Below are the exact questions currently used by a major insurance carrier we’ll keep anonymous at this time. 

  • Do you distribute your cannabis product to minors? 

Answering yes would potentially mean the applicant is violating state and federal law for selling cannabis to a minor.  One exception could be if the applicant is a medical marijuana licensee whose patient has a prescription from an MD who happens to be a minor. 

  • Do you transport or distribute your product across state lines? 

Answering would be an admission the applicant is distributing cannabis across state lines would be a violation of state and federal law.

  • Do you either grow marijuana on public lands or purchase any marijuana grown on public lands? 

Once again, a potential violation of federal and state law by answering in the affirmative and self incrimination. 

These questions became part of a supplemental application for business property. This is insurance coverage for buildings, equipment, tenant improvements, and loss of income.  As if the insurance process isn’t lengthy enough, the supplemental application is four pages totaling 31 questions with a sub-set of approximately 40 more questions.   

Apparently, the insurance industry has forgotten certain provisions within the US Constitution affording citizens of rights.  More specifically, the Fifth and Sixth Amendment protects the rights of individuals from self incrimination and allows due process to be performed before an individual is denied their freedom.

Amendment V

No person shall be held to answer for a capital, or otherwise infamous crime, unless on a presentment or indictment of a grand jury, except in cases arising in the land or naval forces, or in the militia, when in actual service in time of war or public danger; nor shall any person be subject for the same offense to be twice put in jeopardy of life or limb; nor shall be compelled in any criminal case to be a witness against himself, nor be deprived of life, liberty, or property, without due process of law; nor shall private property be taken for public use, without just compensation.

Source: Cornell Law School

Amendment VI

In all criminal prosecutions, the accused shall enjoy the right to a speedy and public trial, by an impartial jury of the state and district wherein the crime shall have been committed, which district shall have been previously ascertained by law, and to be informed of the nature and cause of the accusation; to be confronted with the witnesses against him; to have compulsory process for obtaining witnesses in his favor, and to have the assistance of counsel for his defense.

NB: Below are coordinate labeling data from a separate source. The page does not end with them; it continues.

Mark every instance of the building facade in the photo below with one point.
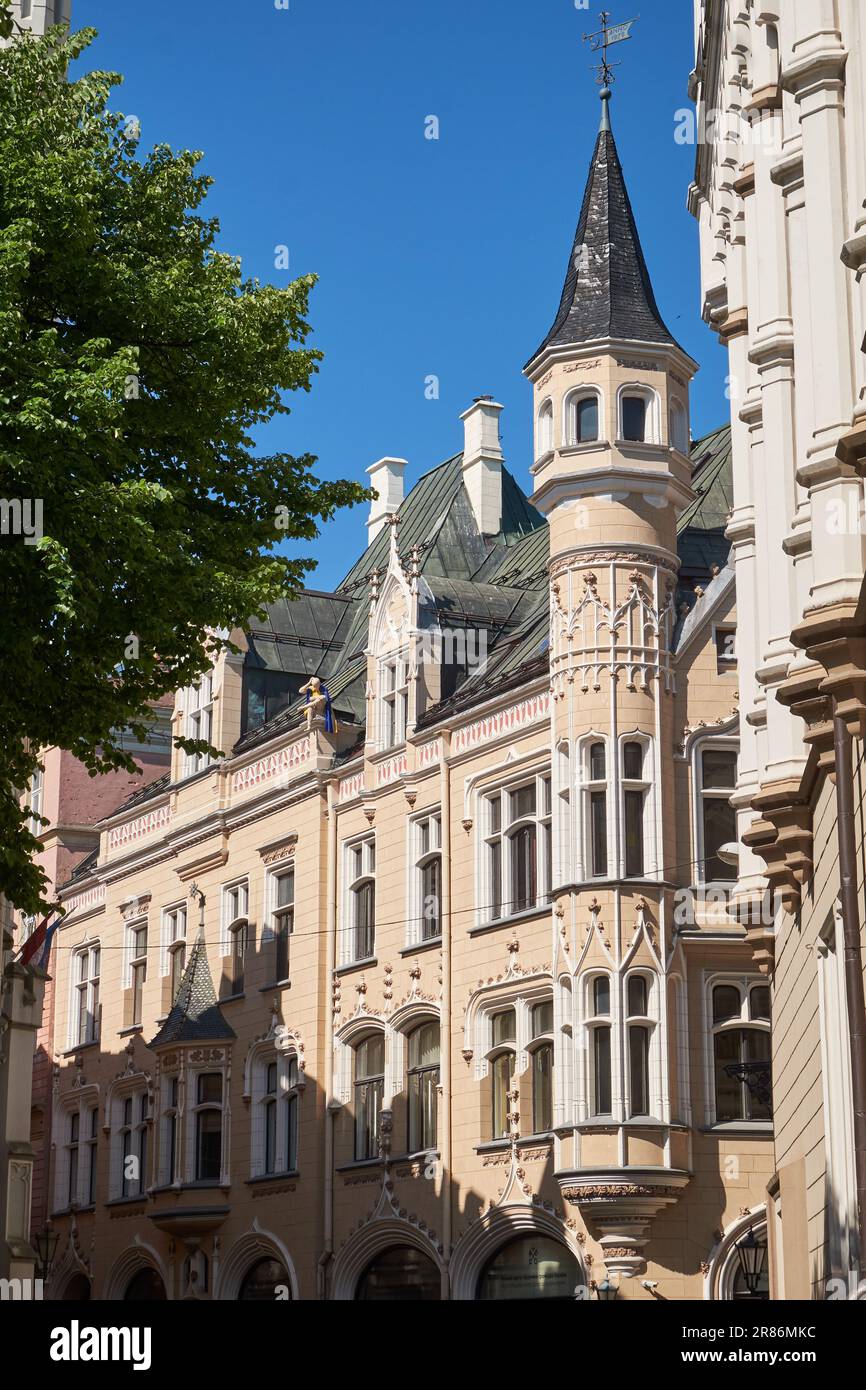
(427, 987)
(780, 196)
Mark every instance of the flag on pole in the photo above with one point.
(39, 940)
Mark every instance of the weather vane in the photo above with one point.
(606, 35)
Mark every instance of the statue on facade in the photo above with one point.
(319, 704)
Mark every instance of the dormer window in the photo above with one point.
(583, 417)
(199, 702)
(544, 437)
(394, 687)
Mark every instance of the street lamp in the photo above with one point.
(46, 1248)
(752, 1255)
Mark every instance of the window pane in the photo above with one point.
(209, 1146)
(719, 829)
(759, 1002)
(597, 762)
(599, 833)
(727, 1002)
(719, 769)
(601, 995)
(637, 997)
(634, 833)
(431, 898)
(210, 1089)
(542, 1018)
(542, 1089)
(601, 1072)
(633, 762)
(505, 1027)
(424, 1045)
(523, 869)
(638, 1069)
(501, 1070)
(634, 417)
(587, 420)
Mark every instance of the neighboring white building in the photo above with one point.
(780, 198)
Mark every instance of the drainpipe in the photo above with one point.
(854, 959)
(446, 1015)
(328, 1068)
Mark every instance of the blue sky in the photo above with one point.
(435, 257)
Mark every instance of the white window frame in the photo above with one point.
(570, 403)
(744, 983)
(92, 986)
(706, 744)
(82, 1104)
(544, 430)
(419, 859)
(173, 937)
(287, 1101)
(36, 795)
(509, 826)
(394, 699)
(654, 412)
(651, 818)
(356, 873)
(199, 720)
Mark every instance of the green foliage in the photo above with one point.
(135, 364)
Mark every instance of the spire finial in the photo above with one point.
(603, 71)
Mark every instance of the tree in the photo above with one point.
(135, 363)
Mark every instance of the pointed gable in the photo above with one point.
(195, 1015)
(608, 292)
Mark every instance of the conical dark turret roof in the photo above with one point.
(608, 292)
(195, 1014)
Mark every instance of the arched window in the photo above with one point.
(501, 1055)
(741, 1051)
(541, 1055)
(264, 1282)
(209, 1126)
(544, 439)
(423, 1080)
(360, 870)
(399, 1275)
(581, 417)
(634, 419)
(679, 427)
(716, 777)
(145, 1287)
(598, 1025)
(595, 811)
(275, 1122)
(531, 1266)
(640, 1026)
(369, 1093)
(634, 802)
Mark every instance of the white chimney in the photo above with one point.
(483, 463)
(387, 481)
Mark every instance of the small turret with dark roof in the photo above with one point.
(608, 292)
(195, 1015)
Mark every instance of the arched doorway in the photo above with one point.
(266, 1282)
(399, 1273)
(78, 1290)
(531, 1266)
(145, 1286)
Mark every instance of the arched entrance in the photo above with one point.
(145, 1286)
(399, 1273)
(267, 1280)
(78, 1290)
(530, 1266)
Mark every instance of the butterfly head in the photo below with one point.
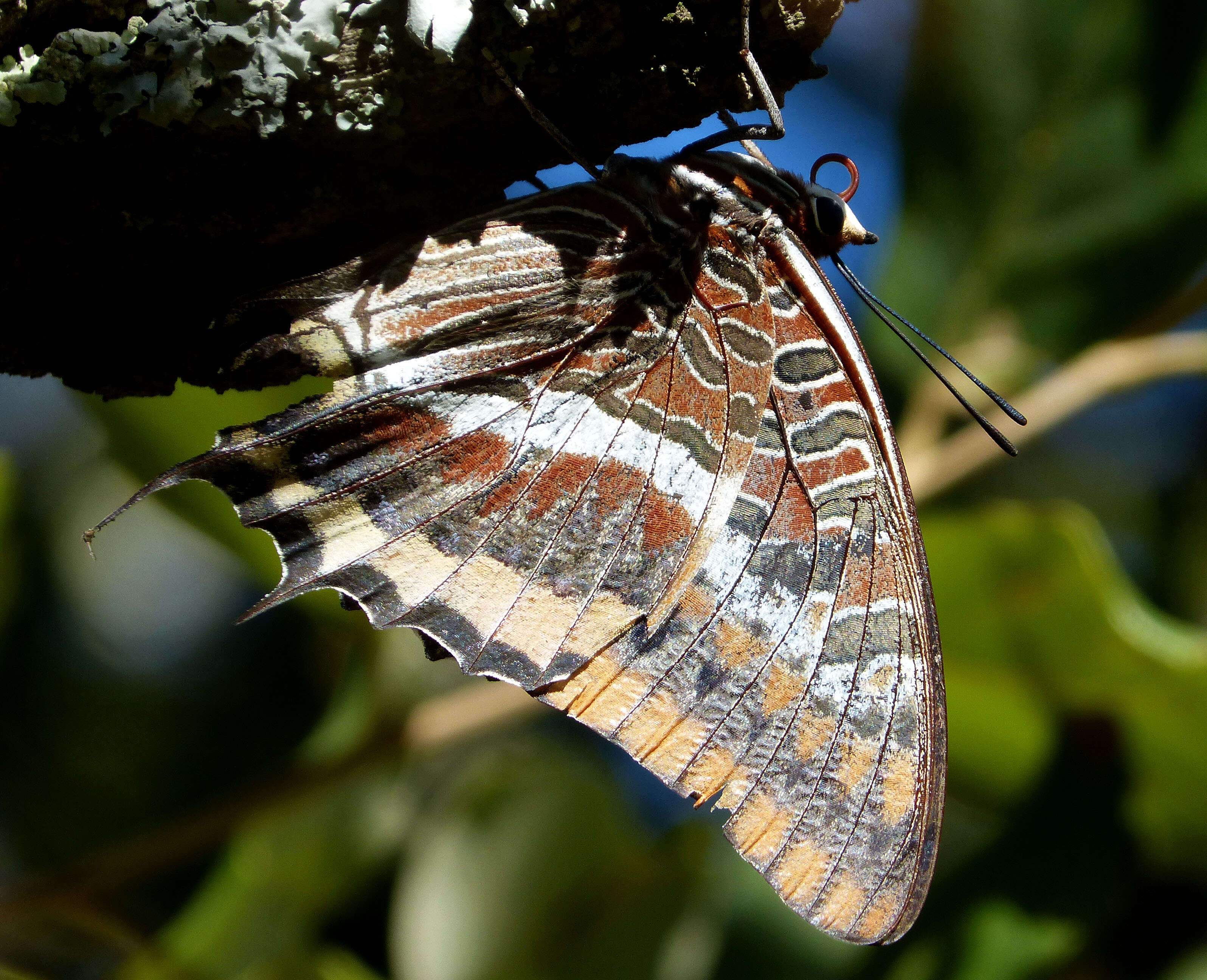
(824, 218)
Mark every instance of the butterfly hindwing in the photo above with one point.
(794, 679)
(645, 473)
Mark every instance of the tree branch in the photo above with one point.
(1102, 370)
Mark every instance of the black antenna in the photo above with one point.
(867, 295)
(874, 305)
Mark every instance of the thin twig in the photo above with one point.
(1101, 370)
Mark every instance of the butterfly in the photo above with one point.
(618, 443)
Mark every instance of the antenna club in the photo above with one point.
(850, 169)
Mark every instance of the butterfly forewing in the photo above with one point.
(641, 470)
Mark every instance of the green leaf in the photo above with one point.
(1039, 621)
(8, 546)
(1035, 183)
(528, 865)
(1005, 943)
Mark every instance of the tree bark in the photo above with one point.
(167, 156)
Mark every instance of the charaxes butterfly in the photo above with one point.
(618, 443)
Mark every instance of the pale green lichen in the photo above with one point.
(17, 86)
(254, 50)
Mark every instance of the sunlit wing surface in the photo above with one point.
(634, 461)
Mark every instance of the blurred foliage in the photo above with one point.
(1055, 192)
(1055, 168)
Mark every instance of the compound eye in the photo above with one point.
(831, 216)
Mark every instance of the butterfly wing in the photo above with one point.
(798, 682)
(532, 445)
(642, 504)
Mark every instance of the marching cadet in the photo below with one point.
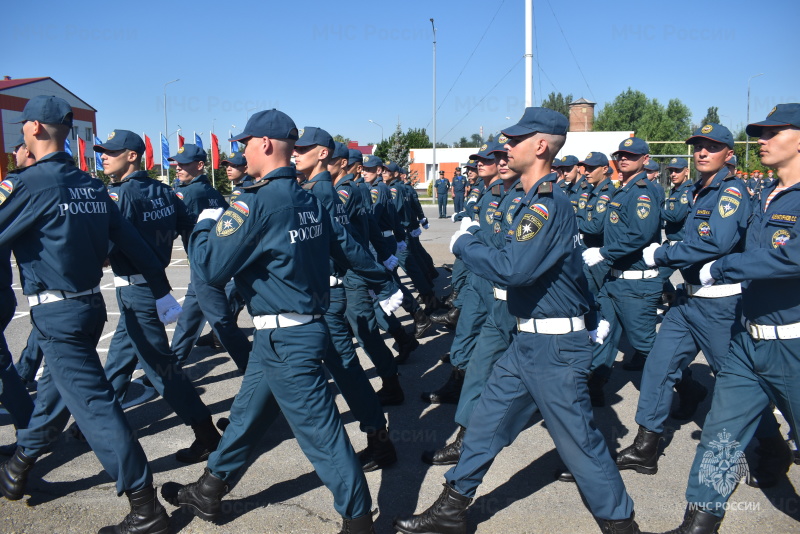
(761, 365)
(272, 239)
(546, 366)
(633, 290)
(140, 337)
(58, 221)
(702, 318)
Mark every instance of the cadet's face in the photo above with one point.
(710, 156)
(778, 145)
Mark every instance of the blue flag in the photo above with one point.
(164, 153)
(98, 161)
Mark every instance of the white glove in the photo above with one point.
(392, 303)
(168, 309)
(603, 328)
(210, 213)
(705, 275)
(592, 256)
(391, 262)
(649, 254)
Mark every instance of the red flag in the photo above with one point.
(82, 155)
(148, 154)
(214, 151)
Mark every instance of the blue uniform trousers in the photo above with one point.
(546, 373)
(442, 205)
(74, 382)
(363, 319)
(342, 362)
(755, 373)
(140, 337)
(474, 310)
(493, 340)
(690, 325)
(285, 373)
(13, 395)
(630, 305)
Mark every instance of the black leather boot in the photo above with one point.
(448, 515)
(447, 318)
(391, 394)
(774, 459)
(147, 516)
(449, 392)
(620, 526)
(421, 323)
(690, 394)
(697, 521)
(202, 498)
(447, 455)
(379, 453)
(14, 475)
(359, 525)
(642, 456)
(205, 442)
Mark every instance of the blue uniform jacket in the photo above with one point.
(771, 261)
(675, 211)
(715, 226)
(540, 263)
(155, 212)
(633, 223)
(58, 220)
(271, 240)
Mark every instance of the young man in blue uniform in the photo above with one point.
(58, 221)
(272, 239)
(762, 364)
(140, 337)
(546, 366)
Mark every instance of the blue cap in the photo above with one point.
(678, 163)
(354, 156)
(270, 123)
(781, 115)
(340, 150)
(47, 110)
(373, 161)
(311, 135)
(714, 132)
(595, 159)
(542, 120)
(236, 159)
(189, 153)
(633, 145)
(121, 140)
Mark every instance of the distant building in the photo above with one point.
(15, 93)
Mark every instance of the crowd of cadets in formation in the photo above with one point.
(632, 236)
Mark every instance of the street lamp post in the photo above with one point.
(747, 137)
(379, 126)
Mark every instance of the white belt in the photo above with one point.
(132, 280)
(560, 325)
(634, 275)
(46, 297)
(713, 292)
(283, 320)
(766, 331)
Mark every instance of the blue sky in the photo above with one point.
(338, 65)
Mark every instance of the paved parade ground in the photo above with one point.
(69, 492)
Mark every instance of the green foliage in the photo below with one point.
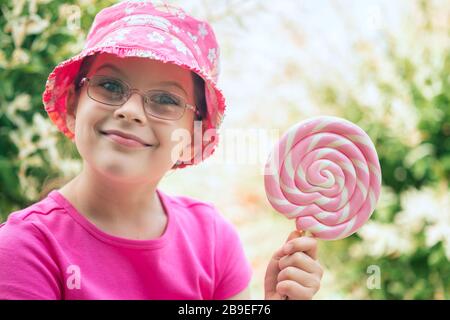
(410, 126)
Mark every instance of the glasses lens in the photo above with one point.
(165, 105)
(107, 90)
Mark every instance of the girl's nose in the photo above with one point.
(132, 110)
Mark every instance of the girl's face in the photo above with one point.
(90, 118)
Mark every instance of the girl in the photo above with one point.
(110, 233)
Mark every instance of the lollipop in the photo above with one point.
(325, 173)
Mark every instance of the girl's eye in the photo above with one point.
(112, 86)
(165, 99)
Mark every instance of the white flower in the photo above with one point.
(156, 37)
(180, 46)
(121, 34)
(142, 19)
(202, 32)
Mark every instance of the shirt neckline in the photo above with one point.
(115, 240)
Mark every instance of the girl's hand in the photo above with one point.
(294, 272)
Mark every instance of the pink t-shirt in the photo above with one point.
(50, 251)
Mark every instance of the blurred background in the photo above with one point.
(383, 65)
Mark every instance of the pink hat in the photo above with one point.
(156, 31)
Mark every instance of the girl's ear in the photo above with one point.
(71, 106)
(189, 153)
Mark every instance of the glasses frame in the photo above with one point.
(142, 94)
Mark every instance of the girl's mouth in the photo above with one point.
(124, 141)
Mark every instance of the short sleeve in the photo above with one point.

Source: Cornell Law School

Most people have heard to plead the fifth or being given their Miranda rights.  The sixth amendment gives everyone the opportunity have their day in court. 

What about other industries?  Are similar questions being asked in the Pharmaceutical and Liquor Industry?

NoNot even remotely close. 

We reviewed other insurance applications used for the Pharmaceutical Industry offered through CNA Insurance and Kinsale Insurance Company to determine the scope of their questions.   Neither of these two applications asked questions that would place a person(s) in legal jeopardy.

How about the liquor industry? 

Those Insurance applications don’t question an applicants ongoing criminal violations either.   One application asked if the insured had been convicted of a felony.  A conviction of a felony is different from conducting a felony.

Properly Underwrite Risk without Violating the Rights of Others 

Cannabis Insurance Police

Photo by Vincent Chan on Unsplash

Most insurance brokers and underwriters will  not object to the proper underwriting and evaluation of risk by the insurance industry before coverage is offered and purchased.  This would include being in compliance with all laws. 

However, it would not be appropriate and possibly illegal for insurance companies to continue with this line of questioning as a business practice.  If the applicant indicates yes to providing cannabis to minors would the insurance company deny the application and notify law enforcement? 

Insurance companies are not members of the law enforcement community and should leave it to the professionals.